“What we’re trying to accomplish today with the passage of this third stimulus package is to create jobs and help the unemployed.”
~Paul Ryan, February 14th, 2002
Well – this is going to be uncomfortable. I’m looking forward to a reporter doing their job and asking him about this apparent contradiction in his record. He’s for Keynesian economics when there is a Republican President and Republican Congress intent on fixing the economy or losing their jobs. He’s AGAINST Keynesian economics when their is a Democratic President and a Democratic Senate majority when he is trying to make them lose their jobs. The Republican party: party over country – always.
I’ve already shown in detail just how committed the Republican party was to making sure the economy struggled in order for Democrats to lose their majorities HERE.
When the economy was going through an economic downturn after 9/11 under George W. Bush – Congressman Paul Ryan (R-WI) went to the House Floor to actively and vehemently support the need for a stimulus when the economy was struggling. He called for more tax cuts but also more government spending via unemployment insurance and health insurance coverage to help people while they were trying to get back to work. This approach that he supported in 2002 is the exact same approach that President Obama has called for but Republicans rejected even though the economic downturn in 2001 was very mild compared to the Bush economic crisis that Obama inherited.

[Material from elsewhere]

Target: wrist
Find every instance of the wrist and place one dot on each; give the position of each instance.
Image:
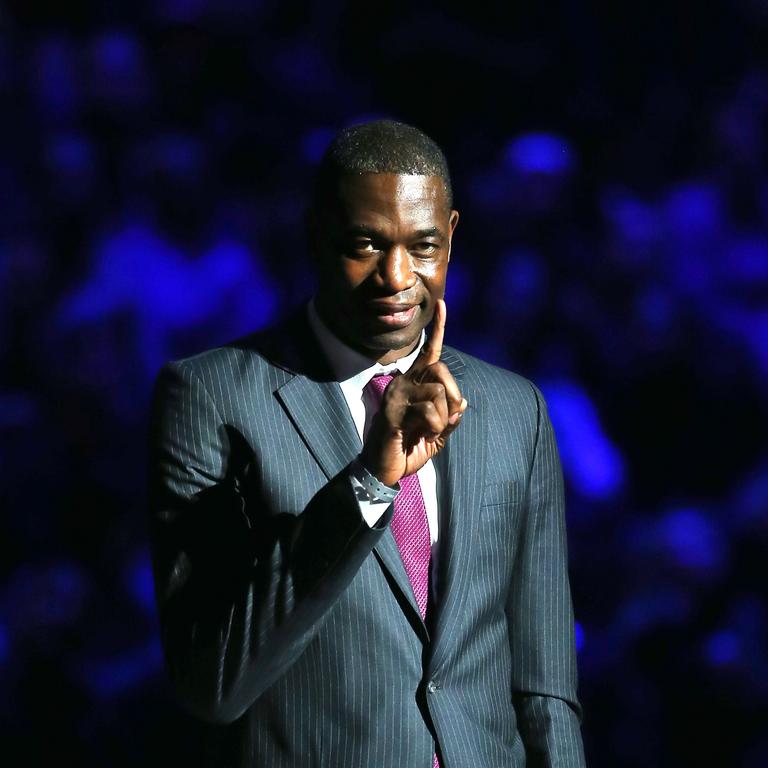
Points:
(375, 487)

And Jonathan Chait finds this 2001 discussion of Paul Ryan supporting pushing forward with the Bush tax cuts and “spending” the $1.5 Trillion surplus HERE:
Mr. GREENSTEIN. If I could just comment on it. As I have said before, I think the economic benefits are being overstated. The economy has slowed right now. I don’t see how, particularly given the pace of the Senate, the checks are going to go out much before next summer. The CBO forecast you are operating on shows that by 2002 we have a full scale recovery from the recession.
I think we do have a problem right now, and our best mechanism right now is interest rates. I hope the Federal Reserve lowers them further. I think that is going to have a much bigger effect than anything you do on taxes because I don’t think — it is not that tax policy can’t have a stimulative effect. It is very unlikely even this year to occur in time to make much difference.
Dr. HASSETT. I would just like to add, Mr. Ryan, that the economists who studied this were quite surprised to find that fiscal policy in recessions was reasonably effective. It is just that folks tried a first punch that was too light and that generally we didn’t get big measures until well into the recession. So the reason that in the past fiscal policy hasn’t pushed us out of recession is that we delayed.
So I think that Mr. Greenstein agrees, and he is saying it is not likely that we would pass it soon but I would argue this is why we should.
Mr. RYAN. That is precisely my point. That is why I like my porridge hot. I think we ought to have this income tax cut fast, deeper, retroactive to January 1st, to make sure we get a good punch into the economy, juice the economy to make sure that we can avoid a hard landing.
The concern I have around here is that everybody is talking about let’s wait and see, let’s see if they materialize. Well, $1.5 trillion have already materialized in the surplus since then-Governor Bush proposed this tax cut in the first place. The economy has soured. The growth of the projections of the surpluses are higher. So we have waited and we do see, and it is my concern that if we keep waiting and seeing we won’t give the economy the boost it needs right now.
He can’t have it both ways. Paul Ryan was part of the conservative machine that blew the surplus under the Bush administration and Republican Congress. He had no problem “spending” the surplus. Meanwhile those policies advocated by the conservatives in power ended up with a disproportionate benefit to the rich and everyone else got scraps. All they did was build an economic bubble that didn’t exist and Americans lost real wages forcing them to live on credit in order for them to maintain their cost of living. Thank you trickle-down economics.